Is there an issue with one of the source setting parameter ? I don't think so !
from crawl-anywhere.
at least one source parameter is a Long, so cast to Integer fails, maybe only in our environment
from crawl-anywhere.
Can you provide the xml export of your source setting (export function) ?
from crawl-anywhere.
this issue got the label "bug", do you still need xml export of the source to investigate Long/Inter cast of Source.java?
from crawl-anywhere.
Yes please.
from crawl-anywhere.
(See attached file: 525288c536c04.xml)
from crawl-anywhere.
Please send the file to [email protected]
from crawl-anywhere.
Hi,
I don't reproduce these issues even with your export.
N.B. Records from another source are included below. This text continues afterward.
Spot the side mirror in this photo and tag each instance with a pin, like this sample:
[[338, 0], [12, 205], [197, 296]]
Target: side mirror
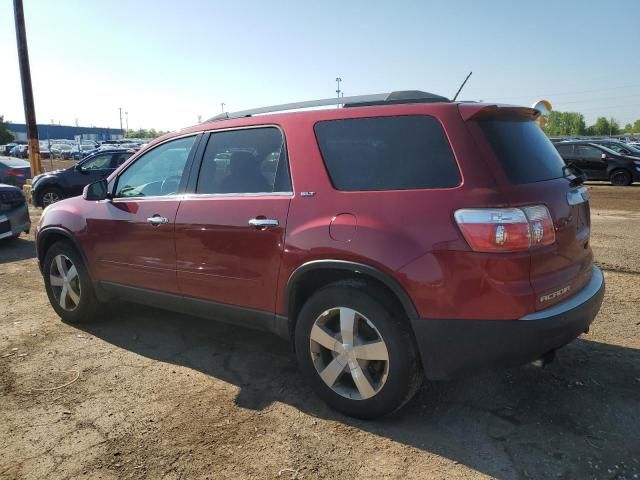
[[96, 191]]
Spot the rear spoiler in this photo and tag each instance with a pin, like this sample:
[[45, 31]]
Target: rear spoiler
[[474, 111]]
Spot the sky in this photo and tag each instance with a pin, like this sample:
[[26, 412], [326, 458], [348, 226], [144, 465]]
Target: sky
[[166, 62]]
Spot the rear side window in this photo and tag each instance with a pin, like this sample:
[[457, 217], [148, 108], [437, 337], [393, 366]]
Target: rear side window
[[525, 152], [387, 153], [565, 149]]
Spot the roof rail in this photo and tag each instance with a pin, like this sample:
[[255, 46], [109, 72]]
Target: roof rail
[[400, 97]]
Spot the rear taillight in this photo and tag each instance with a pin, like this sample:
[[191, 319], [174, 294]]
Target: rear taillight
[[506, 229]]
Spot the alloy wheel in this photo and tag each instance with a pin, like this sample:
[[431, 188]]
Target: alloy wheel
[[65, 282], [349, 353]]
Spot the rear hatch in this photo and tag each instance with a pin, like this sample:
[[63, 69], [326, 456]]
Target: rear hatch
[[531, 172]]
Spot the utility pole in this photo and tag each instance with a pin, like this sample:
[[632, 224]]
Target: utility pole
[[27, 91]]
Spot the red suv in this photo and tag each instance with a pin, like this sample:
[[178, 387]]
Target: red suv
[[398, 237]]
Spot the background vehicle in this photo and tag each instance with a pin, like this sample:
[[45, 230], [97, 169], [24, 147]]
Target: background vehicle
[[619, 147], [14, 212], [52, 187], [357, 239], [600, 163], [14, 171], [78, 152]]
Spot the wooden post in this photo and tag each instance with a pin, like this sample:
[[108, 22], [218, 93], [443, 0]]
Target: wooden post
[[27, 91]]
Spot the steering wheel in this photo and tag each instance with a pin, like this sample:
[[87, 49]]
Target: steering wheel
[[170, 185]]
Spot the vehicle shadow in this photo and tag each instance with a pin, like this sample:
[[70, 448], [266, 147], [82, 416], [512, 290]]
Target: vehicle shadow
[[16, 249], [575, 418]]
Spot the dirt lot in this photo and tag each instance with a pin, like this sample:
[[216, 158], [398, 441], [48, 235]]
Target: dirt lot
[[159, 395]]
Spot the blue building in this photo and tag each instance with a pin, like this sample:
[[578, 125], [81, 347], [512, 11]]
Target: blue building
[[58, 132]]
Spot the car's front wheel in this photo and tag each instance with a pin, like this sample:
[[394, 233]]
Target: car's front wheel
[[356, 348], [68, 284]]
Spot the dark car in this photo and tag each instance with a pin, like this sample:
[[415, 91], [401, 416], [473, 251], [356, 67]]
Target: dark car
[[14, 212], [14, 171], [53, 186], [401, 236], [619, 147], [600, 163]]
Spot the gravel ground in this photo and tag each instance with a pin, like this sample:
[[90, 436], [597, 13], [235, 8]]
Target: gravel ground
[[151, 394]]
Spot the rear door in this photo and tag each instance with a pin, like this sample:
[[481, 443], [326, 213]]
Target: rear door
[[230, 230], [533, 175]]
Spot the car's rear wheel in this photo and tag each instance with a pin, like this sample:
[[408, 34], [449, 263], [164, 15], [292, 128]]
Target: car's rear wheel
[[49, 196], [68, 284], [620, 178], [357, 349]]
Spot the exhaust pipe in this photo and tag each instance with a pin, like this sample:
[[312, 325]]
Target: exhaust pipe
[[545, 359]]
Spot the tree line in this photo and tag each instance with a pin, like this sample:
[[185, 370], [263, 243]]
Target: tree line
[[572, 123]]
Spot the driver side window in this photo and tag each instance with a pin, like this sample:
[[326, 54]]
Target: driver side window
[[157, 172]]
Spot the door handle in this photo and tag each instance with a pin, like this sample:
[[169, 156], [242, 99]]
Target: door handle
[[263, 223], [157, 220]]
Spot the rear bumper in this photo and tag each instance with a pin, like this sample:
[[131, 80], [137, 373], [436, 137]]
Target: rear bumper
[[453, 348], [14, 222]]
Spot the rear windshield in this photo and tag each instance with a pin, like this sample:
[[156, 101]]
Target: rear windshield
[[525, 152], [387, 153]]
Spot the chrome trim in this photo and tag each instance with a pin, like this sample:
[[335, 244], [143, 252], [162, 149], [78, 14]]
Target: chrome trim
[[299, 105], [196, 196], [263, 222], [149, 197], [583, 296], [157, 220]]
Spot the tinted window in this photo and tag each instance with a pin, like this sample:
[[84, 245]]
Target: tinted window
[[616, 147], [565, 150], [387, 153], [588, 151], [158, 172], [245, 161], [524, 151]]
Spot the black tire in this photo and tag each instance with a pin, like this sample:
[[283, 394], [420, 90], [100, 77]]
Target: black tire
[[49, 192], [88, 307], [404, 369], [621, 178]]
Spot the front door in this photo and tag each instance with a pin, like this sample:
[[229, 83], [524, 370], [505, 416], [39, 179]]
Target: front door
[[230, 231], [132, 235]]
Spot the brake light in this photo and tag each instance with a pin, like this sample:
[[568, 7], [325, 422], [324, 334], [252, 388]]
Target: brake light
[[506, 229]]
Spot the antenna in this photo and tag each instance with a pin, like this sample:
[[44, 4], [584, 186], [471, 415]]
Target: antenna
[[461, 87]]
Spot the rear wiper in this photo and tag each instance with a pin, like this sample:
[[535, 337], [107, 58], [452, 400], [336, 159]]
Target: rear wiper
[[579, 177]]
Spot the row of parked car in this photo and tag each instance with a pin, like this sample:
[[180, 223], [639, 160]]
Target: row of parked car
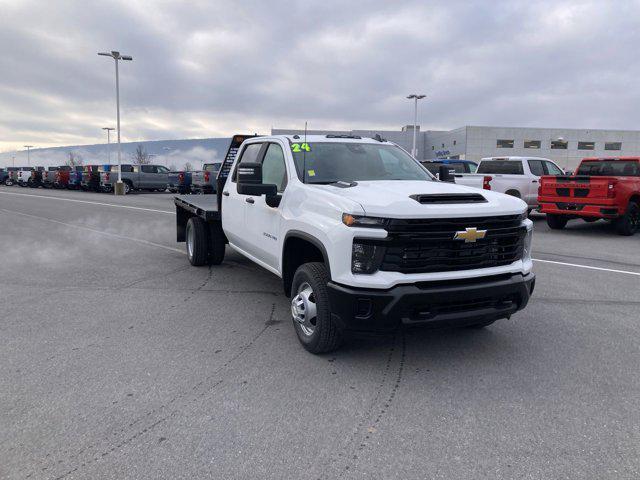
[[102, 178], [600, 188]]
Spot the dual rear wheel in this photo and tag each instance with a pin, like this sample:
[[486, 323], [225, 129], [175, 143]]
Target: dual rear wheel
[[205, 242]]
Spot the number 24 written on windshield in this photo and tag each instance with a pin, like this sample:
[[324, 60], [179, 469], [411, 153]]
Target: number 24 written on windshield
[[298, 147]]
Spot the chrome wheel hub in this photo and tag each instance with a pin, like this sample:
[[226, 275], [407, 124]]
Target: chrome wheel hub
[[304, 310]]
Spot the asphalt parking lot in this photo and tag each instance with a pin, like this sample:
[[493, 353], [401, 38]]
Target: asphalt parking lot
[[120, 360]]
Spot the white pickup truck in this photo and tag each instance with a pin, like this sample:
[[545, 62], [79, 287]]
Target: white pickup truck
[[515, 176], [363, 237]]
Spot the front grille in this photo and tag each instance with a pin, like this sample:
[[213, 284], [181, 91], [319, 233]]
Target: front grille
[[428, 245]]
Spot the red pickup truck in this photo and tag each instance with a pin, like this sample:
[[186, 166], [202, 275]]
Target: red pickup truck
[[606, 188]]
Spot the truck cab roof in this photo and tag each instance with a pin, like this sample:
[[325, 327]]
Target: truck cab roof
[[301, 138], [504, 159]]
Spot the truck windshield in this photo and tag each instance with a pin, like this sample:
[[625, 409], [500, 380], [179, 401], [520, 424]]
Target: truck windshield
[[505, 167], [327, 162], [606, 168]]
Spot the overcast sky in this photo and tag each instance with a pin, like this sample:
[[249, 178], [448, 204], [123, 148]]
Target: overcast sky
[[211, 68]]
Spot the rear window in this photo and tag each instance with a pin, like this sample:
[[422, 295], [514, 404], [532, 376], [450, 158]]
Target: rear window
[[506, 167], [605, 168]]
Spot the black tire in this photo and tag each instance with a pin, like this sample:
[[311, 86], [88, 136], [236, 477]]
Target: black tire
[[628, 223], [197, 241], [325, 335], [556, 222], [217, 244]]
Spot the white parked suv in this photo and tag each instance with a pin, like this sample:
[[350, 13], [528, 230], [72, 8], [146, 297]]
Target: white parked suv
[[515, 176], [363, 236]]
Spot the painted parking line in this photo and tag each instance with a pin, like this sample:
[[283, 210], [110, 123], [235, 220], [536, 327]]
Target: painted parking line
[[566, 264], [48, 197], [588, 267], [100, 232]]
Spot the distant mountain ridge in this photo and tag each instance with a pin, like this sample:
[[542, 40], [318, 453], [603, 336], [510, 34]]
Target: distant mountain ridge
[[165, 152]]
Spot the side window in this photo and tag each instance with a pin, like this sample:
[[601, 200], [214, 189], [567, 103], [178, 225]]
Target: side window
[[536, 167], [552, 169], [249, 155], [274, 170]]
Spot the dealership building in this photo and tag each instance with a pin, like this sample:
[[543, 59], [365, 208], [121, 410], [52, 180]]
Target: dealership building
[[566, 146]]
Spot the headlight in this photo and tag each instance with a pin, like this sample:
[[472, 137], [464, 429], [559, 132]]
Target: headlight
[[362, 221], [365, 257], [528, 239]]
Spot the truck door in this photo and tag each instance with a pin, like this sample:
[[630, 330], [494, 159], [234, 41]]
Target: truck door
[[263, 221], [234, 205], [537, 171]]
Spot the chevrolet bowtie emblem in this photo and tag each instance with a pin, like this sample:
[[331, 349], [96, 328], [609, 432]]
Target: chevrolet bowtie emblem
[[470, 235]]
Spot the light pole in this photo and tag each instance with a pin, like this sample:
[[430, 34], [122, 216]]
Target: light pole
[[119, 190], [415, 97], [28, 147], [108, 129]]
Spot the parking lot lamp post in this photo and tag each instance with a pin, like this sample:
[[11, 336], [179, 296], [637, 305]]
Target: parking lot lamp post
[[108, 129], [119, 190], [28, 147], [415, 97]]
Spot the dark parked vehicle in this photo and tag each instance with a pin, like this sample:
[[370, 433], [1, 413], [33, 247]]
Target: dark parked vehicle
[[35, 179], [205, 181], [136, 177], [179, 182], [91, 177], [12, 175], [49, 177]]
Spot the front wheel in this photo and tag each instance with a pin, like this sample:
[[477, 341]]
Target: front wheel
[[628, 223], [556, 222], [311, 311]]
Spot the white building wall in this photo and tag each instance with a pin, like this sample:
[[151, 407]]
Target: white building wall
[[482, 142], [474, 143]]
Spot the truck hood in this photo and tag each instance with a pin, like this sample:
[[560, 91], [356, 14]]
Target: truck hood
[[392, 198]]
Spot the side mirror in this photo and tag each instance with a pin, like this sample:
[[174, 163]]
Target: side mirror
[[446, 174], [250, 181], [273, 200]]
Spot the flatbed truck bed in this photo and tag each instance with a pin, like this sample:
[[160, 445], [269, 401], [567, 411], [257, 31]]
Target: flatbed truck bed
[[206, 207]]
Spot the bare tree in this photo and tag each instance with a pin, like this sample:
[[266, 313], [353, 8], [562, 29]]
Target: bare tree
[[141, 157], [74, 160]]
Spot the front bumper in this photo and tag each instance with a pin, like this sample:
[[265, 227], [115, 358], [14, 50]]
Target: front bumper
[[575, 209], [448, 303]]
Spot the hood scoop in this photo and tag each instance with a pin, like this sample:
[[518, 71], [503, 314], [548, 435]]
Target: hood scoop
[[445, 198]]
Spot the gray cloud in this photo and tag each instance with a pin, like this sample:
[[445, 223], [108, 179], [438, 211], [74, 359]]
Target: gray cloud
[[205, 69]]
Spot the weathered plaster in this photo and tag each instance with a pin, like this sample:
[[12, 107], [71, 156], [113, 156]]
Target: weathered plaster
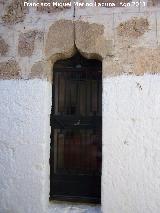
[[52, 9], [134, 27], [60, 40], [42, 70], [3, 47], [26, 42], [15, 12], [9, 70]]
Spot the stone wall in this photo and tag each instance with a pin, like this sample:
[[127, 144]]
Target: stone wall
[[126, 40]]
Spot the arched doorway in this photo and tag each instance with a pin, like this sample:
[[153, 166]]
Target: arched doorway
[[76, 130]]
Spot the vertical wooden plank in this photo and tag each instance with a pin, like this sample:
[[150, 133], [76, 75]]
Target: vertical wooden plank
[[73, 94], [55, 150], [94, 96], [56, 97], [61, 92], [60, 151], [82, 99], [100, 98]]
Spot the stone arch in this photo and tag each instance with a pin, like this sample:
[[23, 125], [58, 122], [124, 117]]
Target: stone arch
[[64, 38]]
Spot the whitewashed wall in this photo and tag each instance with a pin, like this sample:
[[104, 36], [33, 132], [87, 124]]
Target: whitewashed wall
[[131, 144]]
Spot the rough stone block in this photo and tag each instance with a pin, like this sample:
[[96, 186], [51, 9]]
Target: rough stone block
[[60, 39], [26, 42], [9, 70]]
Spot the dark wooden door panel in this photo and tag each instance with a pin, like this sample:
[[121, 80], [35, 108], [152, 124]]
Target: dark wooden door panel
[[76, 130]]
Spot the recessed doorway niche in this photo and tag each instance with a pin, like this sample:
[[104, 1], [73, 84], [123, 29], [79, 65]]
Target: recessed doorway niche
[[76, 130]]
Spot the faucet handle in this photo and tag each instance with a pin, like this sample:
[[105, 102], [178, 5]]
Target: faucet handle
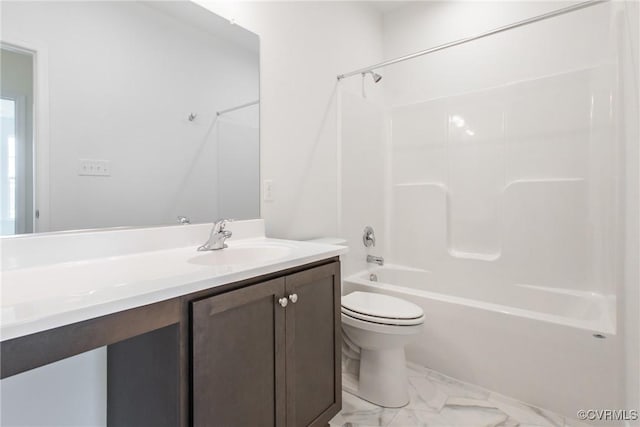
[[221, 223]]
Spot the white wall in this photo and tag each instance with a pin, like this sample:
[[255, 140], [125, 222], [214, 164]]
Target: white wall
[[17, 81], [304, 45], [123, 77], [630, 88]]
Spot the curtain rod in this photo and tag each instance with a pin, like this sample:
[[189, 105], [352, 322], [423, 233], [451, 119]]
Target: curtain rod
[[476, 37], [228, 110]]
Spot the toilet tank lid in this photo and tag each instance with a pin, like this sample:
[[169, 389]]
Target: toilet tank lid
[[379, 305], [330, 241]]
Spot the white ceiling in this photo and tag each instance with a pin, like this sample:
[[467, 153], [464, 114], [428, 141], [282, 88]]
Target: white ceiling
[[387, 6]]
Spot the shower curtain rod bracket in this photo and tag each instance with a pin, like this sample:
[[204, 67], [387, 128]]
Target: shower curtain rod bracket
[[524, 22]]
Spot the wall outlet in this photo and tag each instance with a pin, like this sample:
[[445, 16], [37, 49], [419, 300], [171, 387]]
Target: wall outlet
[[267, 190], [88, 167]]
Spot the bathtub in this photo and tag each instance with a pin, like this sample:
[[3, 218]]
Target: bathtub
[[553, 348]]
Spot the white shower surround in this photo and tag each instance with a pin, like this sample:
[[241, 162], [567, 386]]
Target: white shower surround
[[522, 132], [542, 354]]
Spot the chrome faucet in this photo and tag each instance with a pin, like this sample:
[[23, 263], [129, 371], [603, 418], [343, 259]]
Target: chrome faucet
[[217, 236], [368, 237], [375, 259]]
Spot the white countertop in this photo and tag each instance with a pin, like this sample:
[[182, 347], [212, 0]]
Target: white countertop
[[35, 298]]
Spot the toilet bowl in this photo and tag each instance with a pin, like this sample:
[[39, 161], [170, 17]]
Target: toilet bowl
[[380, 326]]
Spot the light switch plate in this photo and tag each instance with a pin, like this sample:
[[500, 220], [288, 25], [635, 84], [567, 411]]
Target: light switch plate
[[89, 167]]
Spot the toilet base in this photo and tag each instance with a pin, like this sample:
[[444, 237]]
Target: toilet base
[[383, 378]]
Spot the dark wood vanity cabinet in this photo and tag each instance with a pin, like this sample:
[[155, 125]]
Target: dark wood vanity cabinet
[[261, 352], [269, 354]]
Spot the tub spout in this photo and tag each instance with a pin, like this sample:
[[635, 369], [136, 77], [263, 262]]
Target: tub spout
[[375, 259]]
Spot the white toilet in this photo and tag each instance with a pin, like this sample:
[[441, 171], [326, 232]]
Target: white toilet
[[380, 326]]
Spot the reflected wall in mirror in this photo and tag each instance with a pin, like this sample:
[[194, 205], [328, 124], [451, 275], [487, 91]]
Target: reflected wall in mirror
[[126, 114]]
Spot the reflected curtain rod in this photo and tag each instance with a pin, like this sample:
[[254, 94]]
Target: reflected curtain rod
[[476, 37], [228, 110]]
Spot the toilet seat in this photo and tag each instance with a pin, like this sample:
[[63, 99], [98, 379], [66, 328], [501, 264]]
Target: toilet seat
[[382, 320], [382, 309]]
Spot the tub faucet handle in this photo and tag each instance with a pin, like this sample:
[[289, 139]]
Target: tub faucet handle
[[369, 237]]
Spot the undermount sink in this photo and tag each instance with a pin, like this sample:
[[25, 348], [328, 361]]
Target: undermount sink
[[237, 255]]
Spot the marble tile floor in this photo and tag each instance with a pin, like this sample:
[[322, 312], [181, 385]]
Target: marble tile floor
[[441, 401]]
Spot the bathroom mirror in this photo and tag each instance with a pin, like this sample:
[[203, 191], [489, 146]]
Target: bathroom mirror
[[125, 114]]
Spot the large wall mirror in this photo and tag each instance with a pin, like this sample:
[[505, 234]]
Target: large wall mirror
[[125, 114]]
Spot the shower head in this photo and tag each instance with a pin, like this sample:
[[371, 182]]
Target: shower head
[[376, 77]]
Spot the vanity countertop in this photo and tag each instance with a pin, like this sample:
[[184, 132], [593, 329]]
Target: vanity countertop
[[41, 297]]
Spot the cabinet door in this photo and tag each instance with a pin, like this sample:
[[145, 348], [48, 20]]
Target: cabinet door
[[313, 346], [238, 358]]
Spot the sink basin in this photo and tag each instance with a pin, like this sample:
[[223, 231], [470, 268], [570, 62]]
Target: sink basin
[[239, 255]]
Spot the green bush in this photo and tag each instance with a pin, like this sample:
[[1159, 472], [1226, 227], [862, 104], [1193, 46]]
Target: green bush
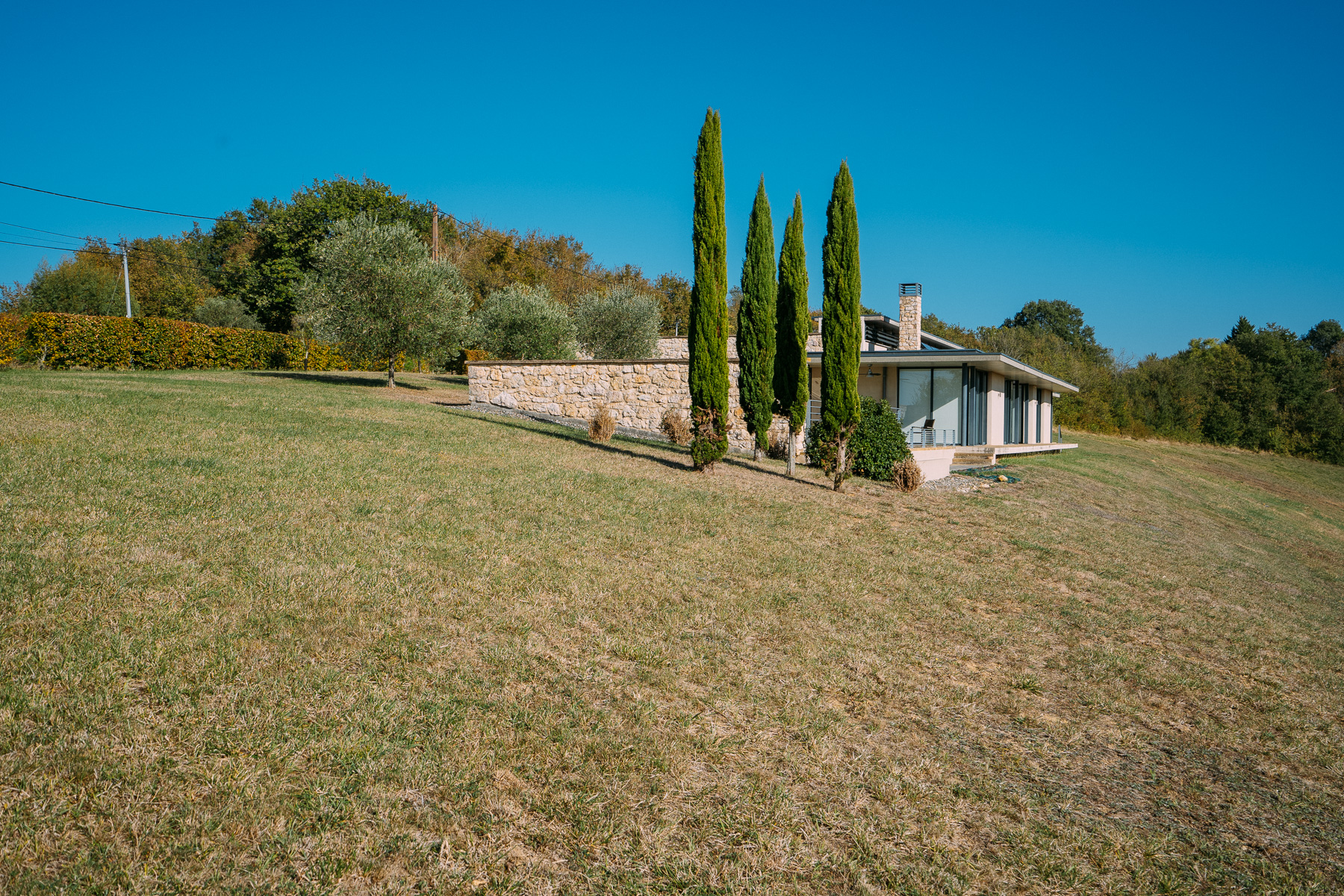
[[617, 323], [523, 321], [878, 445], [225, 311]]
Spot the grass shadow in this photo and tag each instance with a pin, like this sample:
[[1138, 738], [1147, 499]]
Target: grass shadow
[[336, 379], [562, 432]]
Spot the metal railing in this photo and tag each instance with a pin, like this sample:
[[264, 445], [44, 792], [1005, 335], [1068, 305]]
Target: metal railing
[[930, 437]]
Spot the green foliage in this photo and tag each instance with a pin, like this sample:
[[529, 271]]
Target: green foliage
[[878, 444], [268, 250], [962, 336], [1263, 390], [617, 323], [756, 323], [376, 289], [222, 311], [523, 323], [709, 326], [1058, 317], [158, 344], [1325, 336], [75, 287], [675, 300], [792, 378], [840, 328]]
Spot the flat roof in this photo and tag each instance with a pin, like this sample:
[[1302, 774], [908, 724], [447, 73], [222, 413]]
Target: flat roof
[[996, 363]]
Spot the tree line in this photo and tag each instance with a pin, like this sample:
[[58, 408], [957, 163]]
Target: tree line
[[1261, 388], [246, 269]]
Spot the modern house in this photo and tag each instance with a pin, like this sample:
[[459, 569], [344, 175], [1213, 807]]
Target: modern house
[[948, 396], [954, 403]]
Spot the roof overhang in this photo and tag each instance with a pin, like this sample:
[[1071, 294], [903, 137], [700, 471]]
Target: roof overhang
[[1004, 364]]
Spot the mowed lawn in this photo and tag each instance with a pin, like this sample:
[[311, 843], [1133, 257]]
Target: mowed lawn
[[287, 633]]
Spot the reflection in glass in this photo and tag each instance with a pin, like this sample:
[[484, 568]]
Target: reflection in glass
[[915, 396]]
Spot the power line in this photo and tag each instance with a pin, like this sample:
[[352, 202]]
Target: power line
[[158, 258], [42, 231], [218, 218], [99, 202]]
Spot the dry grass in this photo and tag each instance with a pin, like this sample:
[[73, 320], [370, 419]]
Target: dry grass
[[295, 635], [676, 428], [906, 476], [603, 426]]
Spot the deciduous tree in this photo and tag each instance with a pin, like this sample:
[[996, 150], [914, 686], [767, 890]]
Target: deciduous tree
[[376, 289], [617, 323]]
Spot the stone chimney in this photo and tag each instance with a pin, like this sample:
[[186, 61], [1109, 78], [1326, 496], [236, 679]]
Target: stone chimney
[[912, 320]]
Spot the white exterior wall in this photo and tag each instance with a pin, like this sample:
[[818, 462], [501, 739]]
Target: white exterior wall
[[995, 410]]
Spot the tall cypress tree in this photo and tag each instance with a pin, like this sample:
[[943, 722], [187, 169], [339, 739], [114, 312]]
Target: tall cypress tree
[[756, 324], [707, 328], [792, 379], [840, 326]]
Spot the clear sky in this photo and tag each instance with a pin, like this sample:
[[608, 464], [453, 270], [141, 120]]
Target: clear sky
[[1166, 167]]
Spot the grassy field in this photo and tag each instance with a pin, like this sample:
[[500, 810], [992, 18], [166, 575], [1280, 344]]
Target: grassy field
[[292, 633]]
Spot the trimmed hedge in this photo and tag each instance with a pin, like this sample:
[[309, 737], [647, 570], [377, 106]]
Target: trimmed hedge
[[161, 344]]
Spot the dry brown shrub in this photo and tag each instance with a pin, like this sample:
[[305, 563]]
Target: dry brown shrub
[[603, 426], [907, 476], [676, 428]]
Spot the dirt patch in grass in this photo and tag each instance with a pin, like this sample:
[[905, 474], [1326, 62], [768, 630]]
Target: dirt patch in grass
[[300, 635]]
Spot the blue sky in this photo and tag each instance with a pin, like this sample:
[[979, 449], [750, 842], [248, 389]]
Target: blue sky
[[1166, 167]]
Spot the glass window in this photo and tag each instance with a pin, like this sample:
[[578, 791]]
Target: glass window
[[947, 402], [915, 396]]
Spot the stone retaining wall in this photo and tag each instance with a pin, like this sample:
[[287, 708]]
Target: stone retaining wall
[[638, 393]]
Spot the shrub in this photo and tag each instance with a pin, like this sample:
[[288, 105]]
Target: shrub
[[603, 426], [821, 449], [618, 323], [709, 440], [676, 428], [78, 287], [161, 344], [522, 323], [878, 444], [376, 287], [906, 474], [223, 311], [13, 329]]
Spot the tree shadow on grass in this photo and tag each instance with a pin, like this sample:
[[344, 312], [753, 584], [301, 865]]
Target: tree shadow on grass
[[336, 379], [569, 435]]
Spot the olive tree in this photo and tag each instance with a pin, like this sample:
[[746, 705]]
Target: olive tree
[[523, 321], [618, 323], [376, 289]]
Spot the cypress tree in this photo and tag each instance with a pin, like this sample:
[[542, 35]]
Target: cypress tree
[[707, 328], [792, 381], [840, 326], [756, 324]]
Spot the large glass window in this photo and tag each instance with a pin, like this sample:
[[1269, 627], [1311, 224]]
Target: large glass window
[[930, 395], [915, 396], [947, 401]]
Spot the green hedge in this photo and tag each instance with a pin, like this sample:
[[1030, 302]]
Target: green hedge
[[161, 344]]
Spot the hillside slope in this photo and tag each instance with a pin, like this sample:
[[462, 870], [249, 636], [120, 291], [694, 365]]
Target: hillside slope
[[292, 633]]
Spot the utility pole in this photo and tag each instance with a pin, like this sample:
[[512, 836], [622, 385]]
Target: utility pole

Can you provide the exact scenario in order to each of these 2 issue ? Which source parameter is a long ?
Which version of mongodb are you using ? Is it a 64 bits version ?
Regards.
from crawl-anywhere.
$ mongod --version
db version v2.2.3, pdfile version 4.5
Fri Oct 18 11:38:20 git version: nogitversion
64 bit
from crawl-anywhere.
Fri Oct 18 13:29:11 CEST 2013 - =================================
Fri Oct 18 13:29:11 CEST 2013 - Crawler starting (version: 4.0.0)
Fri Oct 18 13:29:11 CEST 2013 - Simultaneous sources crawled : 3
Fri Oct 18 13:29:11 CEST 2013 - account : 1
Fri Oct 18 13:29:11 CEST 2013 -
Fri Oct 18 13:29:11 CEST 2013 - =================================
Fri Oct 18 13:29:11 CEST 2013 -
Fri Oct 18 13:29:11 CEST 2013 - Sources to be crawled : 1
Fri Oct 18 13:29:11 CEST 2013 - Pushing source : 4
Fri Oct 18 13:29:11 CEST 2013 - Source data key-name: id_target
Fri Oct 18 13:29:11 CEST 2013 - Source data key-class: class java.lang.Long
Fri Oct 18 13:29:11 CEST 2013 - java.lang.Long cannot be cast to java.lang.Integer
Fri Oct 18 13:29:11 CEST 2013 - >>>>>>>>>>>>>>>>>>>>>>>>>>>>>>>>>>>>>>>>>>>>>>>>>
Fri Oct 18 13:29:11 CEST 2013 - >>>> Error = java.lang.Long cannot be cast to java.lang.String
Fri Oct 18 13:29:11 CEST 2013 - = java.lang.Thread.run(Thread.java:662)
Fri Oct 18 13:29:11 CEST 2013 - fr.eolya.crawler.connectors.Source.getSrcDataString(Source.java:142)
Fri Oct 18 13:29:11 CEST 2013 - fr.eolya.crawler.connectors.Source.getSrcDataInt(Source.java:124)
Fri Oct 18 13:29:11 CEST 2013 - fr.eolya.crawler.connectors.Source.getTargetId(Source.java:205)
Fri Oct 18 13:29:11 CEST 2013 - fr.eolya.crawler.connectors.Connector.initializeInternal(Connector.java:50)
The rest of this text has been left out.